Right, so the disappearance of TWO shows, five hours out of a total weekly output of 168, constitutes the immediate evaporation of everything that embodied present-day Radio 2 and represents a wholesale return to some version of the station that existed decades ago and was clearly only listened to by landed gentry in starched spats and cummerbunds.

What a ludicrous argument. For one thing, Ross and Brand didn’t embody the current Radio 2. What did they have in common with Sarah Kennedy, or The Organist Entertains, or The David Jacobs Collection, other than the same frequency? The only thing they embodied was an attitude towards diverse programming. That hasn’t gone away. It’s still there in Wogan’s playlist, in Ken Bruce’s choice of guests, in every minute of Radcliffe and Maconie’s nightly two-hour shows, in the way Evans is followed by Desmond Carrington…and so on.

Secondly, what is this version of Radio 2 that Used To Be? When, precisely, did Sawyer’s ‘golf club’ exist? Throughout its life Radio 2 has always broadcast popular music dating from a greater historical period than any other national network. For much of its existence it was even more diverse than it is now, boasting sport, sitcoms, soaps and magazine journalism.

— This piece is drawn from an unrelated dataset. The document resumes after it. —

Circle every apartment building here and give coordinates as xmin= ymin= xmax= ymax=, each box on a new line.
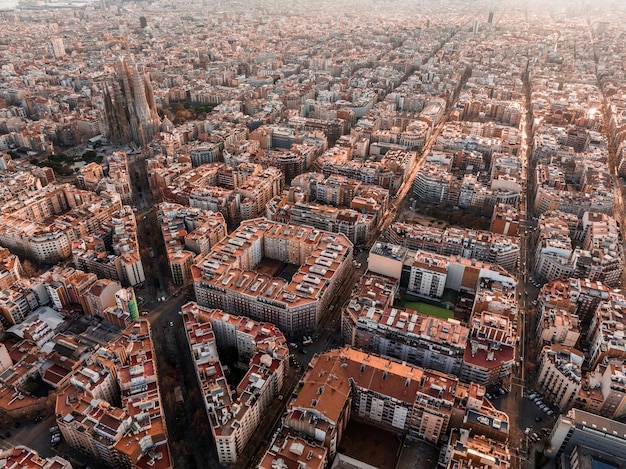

What was pioneered by Jim Moir, and pragmatically continued by Douglas, was a broadening of the playlist to champion (and break) new artists. With that came, inevitably, new presenters who could talk with authority about those new artists.

Does Sawyer think the station is now going to stop playing all music from after 1990 (a mirror image of the policy purportedly adopted by her beloved Radio 1 under Matthew Bannister, and equally false)? Or sack everyone under 40? Or bring back Richard Stilgoe and Instant Sunshine?*

Her witterings are unhelpful and will do more damage to an already nervous, jittery BBC. It sounds like she wants Radio 2 to fail, so she can be the first to say: told you so.

*Which would, to be honest, be a good deal more enjoyable than Richard “Na Night” Allinson and Alex Lester. Instant Sunshine could replace Allinson, with a kind of leisurely, weekend supplement-style look back at the last seven days in song; Stilgoe would replace Lester, with a Stop The Week-esque revue featuring guests and laughter. Plus you could keep the programme titles that seem to have been adopted by Radio Times (‘Saturday Morning Music Show’). And it would be brilliant.

4 Comments

4 Comments

  1. Chris O

    November 11, 2008 at 8:00 pm

    Amen to all that. Very succinctly put indeed – well done.

  2. Five-Centres

    November 13, 2008 at 4:21 pm

    I agree. Richard Allinson is beyond bland. I can’t believe he’s not been put out to grass on local radio yet.

  3. matthew rudd

    November 15, 2008 at 7:54 pm

    Ah, y’see … diff’rent strokes and all that. Richard Allinson and Alex Lester, to me, represent a breath of fresh air compared to the self-obsessed guff that brand and Ross masquerade as broadcasting.

  4. Suze Norman

    November 17, 2008 at 12:14 pm

    Saturday night is listenable again.